The Cocaine Chronicles

Image of The Cocaine Chronicles (Drug Chronicles)
Release Date: 
November 29, 2011
Publisher/Imprint: 
Akashic Books
Pages: 
287
Reviewed by: 

“The best stories in The Cocaine Chronicles—including those of Mr. West, Mr. Brown, and Ms. Revoyr—are equal to the best fiction being written today.”

A landlord has a cocaine habit. He writes off the rent owed to him by the woman who rents his cottage because she gives him a free line when he asks about the back rent. The woman has three daughters, all of whom she neglects.

Then she gets arrested and the landlord and an uncle of the woman must venture into the cottage to look in on the girls. The cottage is a disgusting mess, and the crib and playpen of the two younger daughters are jerry-rigged prisons secured by padlocks. The children are taken away from the mother who, dependent on the child subsidy in her welfare check, quickly gets herself pregnant again.

Kerry West’s “Shame,” summarized above, is one of the poignant stories in the new anthology, The Cocaine Chronicles, edited by Gary Phillips and Jervey Tervalon. This is one more in Akashic Books’ anthology series dedicated to exploring drugs and drug addicts.

The editors discuss their enthusiasm for the anthology this way: “If you lived through the ’80s anywhere near an urban core, you’d have to be stone-cold stupid not to notice them [crack and coke addicts]. And you’d have to be dull-witted not to know that these drug zombies were fictionally interesting and shouldn’t be consigned to the lower rungs of pulp fiction or ghetto literature.”

Nearly two thirds of the stories of The Cocaine Chronicles are stark, sad character studies. James Brown’s “The Screenwriter,” for example, is a touching portrait of a mid-level Hollywood writer whose worsening addiction has imperiled his career and family. A friend takes him to a high-end rehab center where readers gradually learn that the man nearly killed his family when he plowed his pick-up truck into his home. Brown leaves us optimistic that the man can kick his habit and return to work, but also understanding that the man will never reconcile with his family.

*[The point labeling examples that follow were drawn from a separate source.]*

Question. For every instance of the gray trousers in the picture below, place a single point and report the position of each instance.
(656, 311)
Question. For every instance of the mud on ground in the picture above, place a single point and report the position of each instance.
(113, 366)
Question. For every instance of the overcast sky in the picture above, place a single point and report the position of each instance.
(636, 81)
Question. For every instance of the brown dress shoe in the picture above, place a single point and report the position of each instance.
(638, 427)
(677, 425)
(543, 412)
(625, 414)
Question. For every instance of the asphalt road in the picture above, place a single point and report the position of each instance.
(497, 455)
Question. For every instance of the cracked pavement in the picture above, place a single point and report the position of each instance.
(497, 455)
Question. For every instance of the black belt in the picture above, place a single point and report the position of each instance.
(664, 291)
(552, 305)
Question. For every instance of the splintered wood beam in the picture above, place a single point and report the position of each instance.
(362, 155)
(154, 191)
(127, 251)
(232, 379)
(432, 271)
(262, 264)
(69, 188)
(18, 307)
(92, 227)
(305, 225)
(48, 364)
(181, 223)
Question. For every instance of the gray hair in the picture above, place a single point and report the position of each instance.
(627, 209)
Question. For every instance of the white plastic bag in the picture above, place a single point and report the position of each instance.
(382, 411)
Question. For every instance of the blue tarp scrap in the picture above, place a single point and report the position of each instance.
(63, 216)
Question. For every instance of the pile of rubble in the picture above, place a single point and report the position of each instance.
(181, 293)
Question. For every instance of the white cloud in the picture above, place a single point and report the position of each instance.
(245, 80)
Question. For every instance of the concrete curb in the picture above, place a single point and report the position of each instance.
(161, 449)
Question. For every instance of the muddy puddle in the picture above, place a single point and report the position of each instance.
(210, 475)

Another example is the powerful “Golden Pacific” by Nina Revoyr, about the dissolution of a single parent family after the death of their youngest daughter. The mother and older daughter move to Los Angeles to start fresh, but the mother falls into crack cocaine addiction and prostitution. She abandons her 13-year-old daughter, who becomes a child prostitute for her mother’s dealer.

While the anthology divides its 18 stories into four sections: Touched by Death, Fiending, The Corruption, and Gangsters & Monsters, the dividing lines between these sections are less significant than the continuum of stories themselves.

The stories range from the dark and powerful character sketches noted above into clever crime stories in which cocaine is merely a prop for advancing a grisly plot line. Laura Lipman’s “The Crack Cocaine Diet” and Robert Ward’s “Chemistry,” for example, are mostly about the adventures of vanity-driven main characters who happen to use the cocaine. While both stories are well written, they may be better suited for one of Akashic’s well-known crime-story anthologies.

Two stories appear even further out of step with the majority of the anthology. Bill Moody’s “Camaro Blue” is about a jazz musician who begins falling in love with an old female acquaintance after his car is stolen by a coke addict—the brother of his budding love interest. It is a beautiful quasi-love story, but the cocaine linkage is incidental to the story.

And editor Phillips’s own “Disco Zombies” is mostly violent scrum—interspersed with discussion about cocaine and the re-uniting of old lovers. The story ends in a deadly battle against undead coke addicts. It is hard to reconcile this Night of the Living Dead-inspired story with the sophisticated character studies elsewhere in the anthology.

In contrast to Akashic’s tightly organized and somber companion anthology, The Speed Chronicles [also reviewed in nyjb], Mr. Phillips and Mr. Tervalon bring forward a chaotic collection in The Cocaine Chronicles—which does not make it “worse” than The Speed Chronicles, but it does make The Cocaine Chronicles less literary.

The best stories in The Cocaine Chronicles—including those of Mr. West, Mr. Brown, and Ms. Revoyr—are equal to the best fiction being written today. On the other end of the continuum are a handful of fun but less serious stories. The whole of The Cocaine Chronicles is less than the sum of its parts, but there are still plenty of diamonds interspersed among the rough stones.